James Odell, OMD, ND, L.Ac.

Hypertension is one of the most prevalent and important health problems facing society today. In general, an individual’s “blood pressure,” or systemic arterial pressure, refers to the pressure measured within large arteries in the systemic circulation. This number splits into systolic blood pressure and diastolic blood pressure. Blood pressure is traditionally measured using auscultation with a mercury-tube sphygmomanometer. It is measured in millimeters of mercury and expressed in terms of systolic pressure over diastolic pressure. Systolic pressure refers to the maximum pressure within the large arteries when the heart muscle contracts to propel blood through the body. Diastolic pressure describes the lowest pressure within the large arteries during heart muscle relaxation between beating.

Arterial pressure directly corresponds to cardiac output, arterial elasticity, and peripheral vascular resistance. Blood pressure is remarkably easy to alter and can be affected by many activities. Thus, blood pressure is the force that a person's blood exerts against the walls of their blood vessels. This pressure depends on the resistance of the blood vessels and how hard the heart must work. In 90% of cases the etiology (cause) of hypertension is considered ‘unknown’. This is called ‘essential hypertension’. In truth, there are many clear reasons that blood pressure may become elevated and uncovering those reasons is paramount to controlling hypertension.

Within the last few years, the guidelines of what is considered normal blood pressure has changed. Currently, ‘normal’ blood pressure is now defined as under 120/80, whereas before, normal was under 140/90. This change has resulted in thousands, if not millions, of people being classified as having hypertension and placed on antihypertensive medications. Of course, this change has been an economic boost to the pharmaceutical industry.

Conventional pharmaceutical oriented medicine rarely investigates the causes of hypertension. If it is high, you go on medication. In conventional medicine high blood pressure is treated with diuretics, adrenergic receptor blockers, calcium channel blockers and angiotensin converting enzyme inhibitors. Of course, these pharmaceutical agents carry side effects as they dysregulate numerous enzyme systems. Side effects include vertigo, fatigue, depression, congestive heart failure, hallucinations, tachycardia, angina, hypokalemia, gastrointestinal disturbances and leukopenia. Generally, side effects occur more in older patients than in younger patients.

High blood pressure typically does not cause symptoms. Long-term high blood pressure, however, is a risk factor for coronary artery disease, stroke, heart failure, atrial fibrillation, peripheral arterial disease, vision loss, chronic kidney disease, and even dementia. If left untreated hypertension is a progressive and potentially fatal disease.

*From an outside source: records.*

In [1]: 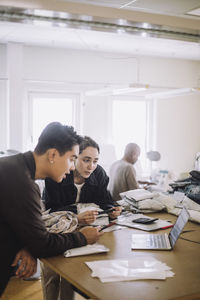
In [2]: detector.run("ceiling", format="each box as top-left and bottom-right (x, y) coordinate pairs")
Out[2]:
(0, 0), (200, 60)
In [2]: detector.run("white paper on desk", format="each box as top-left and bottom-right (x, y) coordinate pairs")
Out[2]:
(86, 256), (174, 282)
(64, 243), (110, 257)
(116, 213), (172, 231)
(120, 189), (157, 201)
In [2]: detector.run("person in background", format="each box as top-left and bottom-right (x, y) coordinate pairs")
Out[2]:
(43, 136), (121, 224)
(108, 143), (140, 201)
(41, 136), (121, 300)
(0, 122), (101, 295)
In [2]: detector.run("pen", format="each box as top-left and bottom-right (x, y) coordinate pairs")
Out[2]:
(99, 222), (116, 232)
(98, 208), (115, 215)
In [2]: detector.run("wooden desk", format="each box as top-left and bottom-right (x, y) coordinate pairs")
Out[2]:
(42, 214), (200, 300)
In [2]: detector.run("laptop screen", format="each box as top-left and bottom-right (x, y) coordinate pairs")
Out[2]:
(169, 208), (190, 248)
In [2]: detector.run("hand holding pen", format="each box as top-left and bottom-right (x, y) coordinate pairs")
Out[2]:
(99, 206), (122, 219)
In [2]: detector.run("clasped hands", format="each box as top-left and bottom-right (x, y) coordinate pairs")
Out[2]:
(77, 206), (122, 225)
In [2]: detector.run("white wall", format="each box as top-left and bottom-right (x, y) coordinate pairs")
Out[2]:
(0, 44), (200, 172)
(157, 95), (200, 174)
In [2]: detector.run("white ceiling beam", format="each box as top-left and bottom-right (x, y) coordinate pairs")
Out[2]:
(0, 0), (200, 31)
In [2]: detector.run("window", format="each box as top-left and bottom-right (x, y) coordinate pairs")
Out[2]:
(29, 93), (77, 149)
(113, 100), (149, 172)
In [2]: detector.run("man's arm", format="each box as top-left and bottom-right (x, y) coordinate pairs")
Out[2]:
(12, 249), (37, 278)
(126, 166), (139, 190)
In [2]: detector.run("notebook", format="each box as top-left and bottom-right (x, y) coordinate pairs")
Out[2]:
(131, 208), (189, 250)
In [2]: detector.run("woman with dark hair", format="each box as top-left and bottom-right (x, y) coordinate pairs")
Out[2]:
(42, 136), (121, 300)
(43, 136), (121, 224)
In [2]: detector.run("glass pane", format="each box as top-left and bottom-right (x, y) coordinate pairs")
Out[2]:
(113, 100), (147, 172)
(32, 97), (73, 147)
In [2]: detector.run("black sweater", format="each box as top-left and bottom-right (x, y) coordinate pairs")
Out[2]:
(0, 152), (87, 295)
(43, 165), (114, 213)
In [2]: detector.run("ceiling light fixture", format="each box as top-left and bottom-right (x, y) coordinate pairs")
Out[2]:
(120, 0), (137, 8)
(145, 88), (198, 99)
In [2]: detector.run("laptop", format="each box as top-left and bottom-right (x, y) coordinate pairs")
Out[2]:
(131, 208), (190, 250)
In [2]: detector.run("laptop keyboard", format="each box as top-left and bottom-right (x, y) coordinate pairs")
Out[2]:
(147, 234), (167, 249)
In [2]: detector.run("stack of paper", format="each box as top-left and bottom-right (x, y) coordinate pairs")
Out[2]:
(64, 243), (109, 257)
(120, 189), (157, 201)
(86, 256), (174, 282)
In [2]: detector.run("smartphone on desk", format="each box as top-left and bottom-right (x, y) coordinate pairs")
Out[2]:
(132, 218), (158, 224)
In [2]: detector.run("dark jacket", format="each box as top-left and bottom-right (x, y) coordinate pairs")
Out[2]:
(0, 152), (87, 295)
(43, 165), (114, 213)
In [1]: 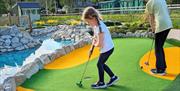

Non-pharmacological treatments such as diet, exercise, relaxation (meditation) and yoga are effective for controlling mild to moderate hypertension. Diet and lifestyle changes are powerful medicine. Even if your blood pressure is normal now, you can help to prevent it from becoming elevated starting today. Many mechanisms have been proposed to account for the rise in peripheral resistance in hypertension. Evidence implicates disturbances in the kidneys' electrolyte and water management as a potential cause. In other words, dehydration and deficiencies in magnesium and potassium can potentiate hypertension. Improving oxygenation to the cells is also an effective strategy. One of the best supplements for this is Coenzyme Q10.

In treatment of mild to moderate hypertension, bioregulatory strategies are to offer adequate hydration, supplements with electrolytes (magnesium and potassium), CoQ10, reduce sugar/ processed carbohydrates and excess salt, utilize regular exercise and meditation. Most people benefit from exercise at least 5 days of the week. Examples of suitable activities are walking, cycling, swimming, yoga and Pilates. Smoking can increase blood pressure too. Avoiding or quitting smoking reduces the risk of hypertension, serious heart conditions, and other health issues.

There are several lab tests that should be considered for all high blood pressure patients. Lipid panels are always ordered for routine testing; however, rarely is lipoprotein(a) tested. Studies have identified Lp(a) as a risk factor for cardiovascular disease. In addition, some chronic inflammatory markers associated with overall heart health are ferritin, fibrinogen, and c-reactive protein (HS) also called cardio CRP. Homocysteine is used to assess methylation function associated with vascular disease.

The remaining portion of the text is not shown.